Dünyayı kasıp kavuran bir savaş, 70 milyon insanın ölümü, kanlı bir iktidar… Güçler ayrılığını yok sayan 20. Yüzyılın en tanınan diktatörü nasıl yükseldi?

İnsanoğlu var olduğu günden beri şiddet, savaş hiçbir zaman son bulmadı. Her şeyin olduğu gibi bu savaşların da bir nedeni vardı. Kimi zaman bir parça toprak, kimi zaman bir su idi mesele fakat dünya öyle bir savaşa tanıklık etti ki tarihçiler bu savaşı “insanlık tarihinin en kanlı savaşı” olarak tanımlayacaklardı. Tüm dünyayı kasıp kavuran Avusturya-Macaristan İmparatorluğu’nda basit bir çocuk olarak dünyaya gelip, ressam olmak için çalışan biri nasıl olurda birdenbire 70 milyon insanın öldüğü tüm dünyayı yerinden oynatan bir diktatöre dönüşebilir dahası savaşın tek sorumlusu olacak güce nasıl ulaşabilirdi? 

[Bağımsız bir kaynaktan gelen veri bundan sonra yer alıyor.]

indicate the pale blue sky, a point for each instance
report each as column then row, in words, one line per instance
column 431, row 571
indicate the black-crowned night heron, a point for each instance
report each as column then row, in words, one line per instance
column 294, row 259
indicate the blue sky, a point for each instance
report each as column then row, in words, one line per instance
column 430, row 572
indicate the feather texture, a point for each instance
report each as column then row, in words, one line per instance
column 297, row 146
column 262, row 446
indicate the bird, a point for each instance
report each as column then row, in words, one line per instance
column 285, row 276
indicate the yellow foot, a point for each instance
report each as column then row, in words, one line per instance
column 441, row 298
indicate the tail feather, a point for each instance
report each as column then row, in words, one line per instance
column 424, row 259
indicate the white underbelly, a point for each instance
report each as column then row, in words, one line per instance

Okul Dönemi ve Orduya İlk Adım

Adolf Hitler, 20 Nisan 1889’da Almanların yoğun olarak yaşadığı Avusturya-Macaristan İmparatorluğu’nun topraklarında yer alan Braunau am Inn kasabasında vergi tahsildarı Alois Hitler’in oğlu olarak doğdu. Çocukluk yıllarında çok başarılı bir öğrencilik hayatı geçirmiş, kendisine meslek olarak hep hayalinde olan ressamlığı seçmiştir. Ancak Güzel Sanatlar Okulu Hitler’i kabul etmedi ve hayalleri bir bıçak gibi kesilip yarım kaldı. Ailesi vefat ettikten sonra, babasından kalan parayı yemiş ve 1912 yılının Mayıs ayında Münih’e doğru yola koyulmuştu. Birinci Cihan Harbi henüz başlamıştı, askerliğe elverişsiz olmasına rağmen kendini asker olarak kabul ettirmiş ve orduya katılmıştı. Bu Hitler’in orduya girişinin ilk adımı olmuştu. Sonrasında ordu içerisinde her işe koşturarak onbaşılığa yükseldi.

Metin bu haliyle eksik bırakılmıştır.